基本設計(外部設計)の概要とポイント

システム開発プロセスにおいて、基本設計(外部設計)は非常に重要な段階です。
この段階では、システムの全体像を明確にし、ユーザーの要求を具体的な機能として定義します。
以下、基本設計の概要とポイントについて解説します。

基本設計の概要
基本設計は、要件定義で明確にされた顧客の要求を、システムの機能として具体化する工程です。
この段階では、システムの外部から見た振る舞いや、ユーザーインターフェース、データの流れなどを定義します。

主な作業内容には以下が含まれます:
システム全体の構成設計
機能の詳細設計
画面・帳票設計
データベース設計
外部インターフェース設計

基本設計のポイント

  1. ユーザー視点の重視
    システムを利用するユーザーの視点に立って設計することが重要です。
    使いやすさ、効率性、直感性などを考慮し、ユーザーエクスペリエンス(UX)を向上させる設計を心がけましょう。
  2. 将来の拡張性を考慮
    システムは時間とともに進化し、新しい機能が追加されることがあります。
    将来の拡張性を考慮した柔軟な設計を行うことで、後々の開発コストを抑えることができます。
  3. セキュリティの考慮
    データの機密性、完全性、可用性を確保するためのセキュリティ対策を設計段階から組み込むことが重要です。認証・認可の仕組み、データの暗号化などを検討しましょう。
  4. パフォーマンスの最適化
    システムの応答時間や処理能力など、パフォーマンスに関する要件を満たすための設計を行います。
    データベースの最適化やキャッシュの活用などを検討しましょう。
  5. 明確なドキュメント作成
    基本設計の成果物として、明確で理解しやすいドキュメントを作成することが重要です。
    これらのドキュメントは、後続の詳細設計や実装の指針となります。

まとめ
基本設計は、システム開発の成功を左右する重要な段階です。
ユーザーのニーズを満たしつつ、技術的な実現可能性を考慮した設計を行うことで、品質の高いシステムを効率的に開発することができます。
また、関係者間のコミュニケーションを円滑にし、プロジェクト全体の方向性を明確にする役割も果たします。
基本設計を丁寧に行うことで、後工程でのリスクを軽減し、プロジェクトの成功確率を高めることができるのです。

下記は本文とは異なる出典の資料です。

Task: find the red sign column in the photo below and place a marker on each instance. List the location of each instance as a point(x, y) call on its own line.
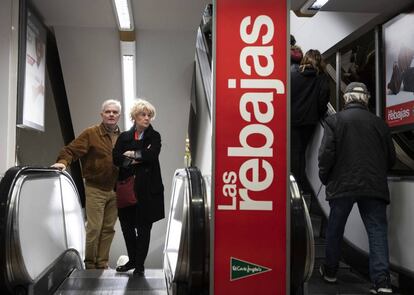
point(250, 177)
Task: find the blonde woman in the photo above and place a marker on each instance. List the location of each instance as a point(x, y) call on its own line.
point(136, 153)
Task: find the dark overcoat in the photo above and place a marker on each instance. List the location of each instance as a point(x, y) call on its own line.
point(355, 154)
point(148, 185)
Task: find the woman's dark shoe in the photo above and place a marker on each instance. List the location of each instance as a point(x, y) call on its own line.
point(124, 268)
point(139, 272)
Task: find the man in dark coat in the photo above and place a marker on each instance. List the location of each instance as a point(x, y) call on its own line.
point(309, 99)
point(354, 157)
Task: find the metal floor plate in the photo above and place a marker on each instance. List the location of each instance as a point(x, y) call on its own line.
point(110, 282)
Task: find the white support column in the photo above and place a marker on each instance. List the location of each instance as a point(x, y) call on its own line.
point(9, 11)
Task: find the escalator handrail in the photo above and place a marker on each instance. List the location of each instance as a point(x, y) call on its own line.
point(13, 269)
point(204, 61)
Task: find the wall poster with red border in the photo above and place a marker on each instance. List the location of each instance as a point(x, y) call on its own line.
point(250, 147)
point(399, 70)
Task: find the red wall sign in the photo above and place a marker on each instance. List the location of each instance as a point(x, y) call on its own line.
point(250, 177)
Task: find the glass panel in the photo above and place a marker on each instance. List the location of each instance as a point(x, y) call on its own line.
point(358, 64)
point(331, 69)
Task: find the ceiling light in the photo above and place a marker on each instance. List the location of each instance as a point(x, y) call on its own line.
point(312, 6)
point(123, 15)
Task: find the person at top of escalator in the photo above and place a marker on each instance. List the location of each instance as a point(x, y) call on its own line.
point(296, 54)
point(354, 157)
point(136, 154)
point(309, 99)
point(94, 149)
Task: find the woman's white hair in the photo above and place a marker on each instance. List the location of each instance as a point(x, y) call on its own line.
point(142, 105)
point(108, 102)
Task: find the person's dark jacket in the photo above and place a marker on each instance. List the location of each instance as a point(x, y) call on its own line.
point(309, 96)
point(355, 154)
point(148, 186)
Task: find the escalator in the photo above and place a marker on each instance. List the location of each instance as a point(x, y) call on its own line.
point(42, 236)
point(200, 132)
point(186, 253)
point(400, 220)
point(41, 230)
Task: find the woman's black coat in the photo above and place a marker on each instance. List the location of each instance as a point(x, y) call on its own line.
point(309, 96)
point(148, 186)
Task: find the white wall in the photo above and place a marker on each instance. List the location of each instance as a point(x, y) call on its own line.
point(8, 83)
point(92, 72)
point(325, 29)
point(164, 70)
point(91, 69)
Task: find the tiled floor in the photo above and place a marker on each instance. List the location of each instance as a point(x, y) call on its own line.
point(107, 282)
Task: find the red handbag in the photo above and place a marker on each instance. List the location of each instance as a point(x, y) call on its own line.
point(125, 195)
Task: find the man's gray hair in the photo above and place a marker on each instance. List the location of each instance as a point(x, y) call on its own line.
point(359, 97)
point(115, 102)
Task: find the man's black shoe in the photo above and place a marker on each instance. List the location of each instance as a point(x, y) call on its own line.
point(383, 287)
point(124, 268)
point(139, 272)
point(327, 275)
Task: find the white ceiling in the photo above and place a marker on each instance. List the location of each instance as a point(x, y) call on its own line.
point(148, 14)
point(176, 14)
point(360, 6)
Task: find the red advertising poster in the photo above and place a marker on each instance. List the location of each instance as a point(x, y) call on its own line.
point(250, 174)
point(399, 70)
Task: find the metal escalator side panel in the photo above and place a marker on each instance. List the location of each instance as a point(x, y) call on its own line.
point(310, 257)
point(302, 243)
point(197, 231)
point(35, 225)
point(176, 248)
point(399, 212)
point(74, 219)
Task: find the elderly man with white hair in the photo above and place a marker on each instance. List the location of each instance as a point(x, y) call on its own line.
point(94, 149)
point(355, 154)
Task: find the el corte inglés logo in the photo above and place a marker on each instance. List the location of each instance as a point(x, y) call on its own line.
point(240, 269)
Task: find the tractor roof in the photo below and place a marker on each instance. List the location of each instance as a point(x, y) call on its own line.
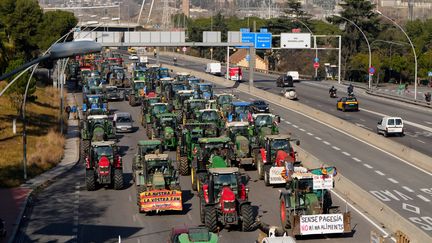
point(102, 143)
point(227, 170)
point(221, 139)
point(97, 117)
point(156, 157)
point(149, 142)
point(279, 136)
point(237, 124)
point(241, 103)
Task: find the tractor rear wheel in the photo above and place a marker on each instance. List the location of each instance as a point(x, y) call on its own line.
point(194, 179)
point(184, 166)
point(90, 180)
point(247, 217)
point(210, 219)
point(285, 216)
point(118, 179)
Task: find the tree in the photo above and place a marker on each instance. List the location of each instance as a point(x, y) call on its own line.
point(57, 24)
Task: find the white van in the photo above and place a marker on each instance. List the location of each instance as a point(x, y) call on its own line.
point(295, 75)
point(390, 125)
point(214, 68)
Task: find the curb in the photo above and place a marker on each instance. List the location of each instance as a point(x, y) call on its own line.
point(36, 188)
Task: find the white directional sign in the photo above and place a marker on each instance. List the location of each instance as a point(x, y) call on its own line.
point(295, 40)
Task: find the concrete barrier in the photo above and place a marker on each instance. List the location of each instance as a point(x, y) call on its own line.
point(398, 150)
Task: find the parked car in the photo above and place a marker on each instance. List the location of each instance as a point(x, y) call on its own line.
point(285, 81)
point(259, 106)
point(390, 125)
point(123, 122)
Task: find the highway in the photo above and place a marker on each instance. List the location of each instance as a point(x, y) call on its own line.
point(404, 188)
point(418, 120)
point(66, 212)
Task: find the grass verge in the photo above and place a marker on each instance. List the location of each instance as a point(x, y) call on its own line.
point(45, 145)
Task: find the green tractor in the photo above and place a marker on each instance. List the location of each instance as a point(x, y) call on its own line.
point(157, 184)
point(164, 128)
point(145, 147)
point(241, 134)
point(150, 117)
point(95, 128)
point(308, 200)
point(189, 134)
point(191, 109)
point(208, 152)
point(224, 200)
point(103, 166)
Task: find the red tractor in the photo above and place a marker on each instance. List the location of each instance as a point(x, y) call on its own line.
point(104, 166)
point(224, 200)
point(271, 160)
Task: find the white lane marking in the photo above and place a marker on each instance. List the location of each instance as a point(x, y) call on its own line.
point(353, 137)
point(423, 198)
point(367, 166)
point(407, 188)
point(364, 216)
point(379, 173)
point(405, 121)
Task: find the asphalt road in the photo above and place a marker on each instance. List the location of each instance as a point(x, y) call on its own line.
point(418, 120)
point(66, 212)
point(404, 188)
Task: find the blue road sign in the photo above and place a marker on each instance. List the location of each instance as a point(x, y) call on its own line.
point(263, 41)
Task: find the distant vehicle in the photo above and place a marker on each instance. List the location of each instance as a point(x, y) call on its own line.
point(259, 106)
point(295, 75)
point(390, 125)
point(133, 57)
point(285, 81)
point(214, 68)
point(123, 122)
point(347, 103)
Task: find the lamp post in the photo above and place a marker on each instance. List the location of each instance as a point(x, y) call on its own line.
point(413, 49)
point(370, 53)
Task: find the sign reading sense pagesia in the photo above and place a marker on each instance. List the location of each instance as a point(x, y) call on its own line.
point(321, 224)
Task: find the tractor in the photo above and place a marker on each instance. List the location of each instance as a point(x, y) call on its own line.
point(224, 200)
point(95, 128)
point(164, 128)
point(275, 152)
point(241, 134)
point(306, 207)
point(103, 166)
point(189, 134)
point(204, 154)
point(157, 184)
point(145, 147)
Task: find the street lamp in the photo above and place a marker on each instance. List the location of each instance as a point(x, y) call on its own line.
point(367, 41)
point(413, 49)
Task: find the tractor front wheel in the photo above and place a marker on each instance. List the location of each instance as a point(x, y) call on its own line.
point(247, 217)
point(90, 180)
point(184, 166)
point(210, 219)
point(118, 179)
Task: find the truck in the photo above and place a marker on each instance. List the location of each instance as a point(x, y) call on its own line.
point(214, 68)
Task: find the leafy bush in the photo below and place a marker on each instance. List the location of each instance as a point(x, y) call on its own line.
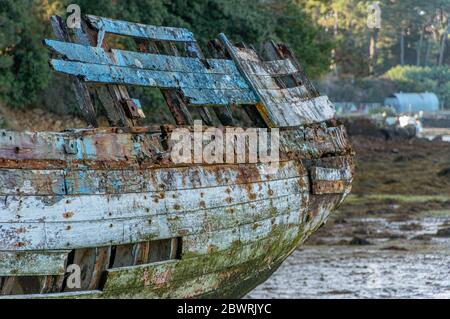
point(419, 79)
point(23, 62)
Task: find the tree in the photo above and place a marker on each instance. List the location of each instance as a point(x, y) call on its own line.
point(23, 62)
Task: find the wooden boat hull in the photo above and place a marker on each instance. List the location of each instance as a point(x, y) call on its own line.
point(140, 226)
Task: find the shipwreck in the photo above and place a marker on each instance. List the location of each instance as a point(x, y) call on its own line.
point(137, 224)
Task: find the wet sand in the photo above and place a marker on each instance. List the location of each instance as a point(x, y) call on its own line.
point(390, 239)
point(369, 258)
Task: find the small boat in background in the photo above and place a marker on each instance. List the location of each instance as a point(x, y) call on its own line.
point(113, 207)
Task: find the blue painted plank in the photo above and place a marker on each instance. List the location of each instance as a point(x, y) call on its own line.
point(134, 76)
point(219, 97)
point(138, 30)
point(157, 62)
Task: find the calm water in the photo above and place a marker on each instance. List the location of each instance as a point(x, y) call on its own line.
point(389, 268)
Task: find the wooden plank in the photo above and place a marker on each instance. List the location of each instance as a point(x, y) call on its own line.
point(64, 209)
point(328, 187)
point(200, 96)
point(149, 275)
point(133, 76)
point(280, 67)
point(80, 89)
point(96, 146)
point(279, 108)
point(281, 51)
point(141, 60)
point(32, 263)
point(138, 30)
point(72, 235)
point(330, 174)
point(112, 96)
point(310, 111)
point(174, 100)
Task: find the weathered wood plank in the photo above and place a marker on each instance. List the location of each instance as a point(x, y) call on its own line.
point(141, 60)
point(223, 97)
point(98, 146)
point(305, 143)
point(280, 108)
point(189, 286)
point(80, 89)
point(73, 235)
point(134, 76)
point(131, 150)
point(138, 30)
point(280, 67)
point(150, 275)
point(89, 182)
point(39, 209)
point(32, 263)
point(331, 174)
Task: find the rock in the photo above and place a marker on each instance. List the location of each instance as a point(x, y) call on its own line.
point(425, 237)
point(443, 232)
point(396, 248)
point(444, 172)
point(358, 241)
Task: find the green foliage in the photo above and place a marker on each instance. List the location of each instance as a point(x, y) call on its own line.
point(23, 62)
point(420, 79)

基本設計がシステムの重要ポイントだと実感しています。要件定義では顧客サイドの業務要件、開発会社サイドのシステム要件がちょうど合わさって、システムの骨格が出来上がります。
このときに顧客側は絶対に開発会社任せにしてはいけません。いくら長年付き合っていた開発会社でも同じです。
基本設計書はしっかりと確認しましょう。わからなければしっかり確認します。これがシステム成功のカギです。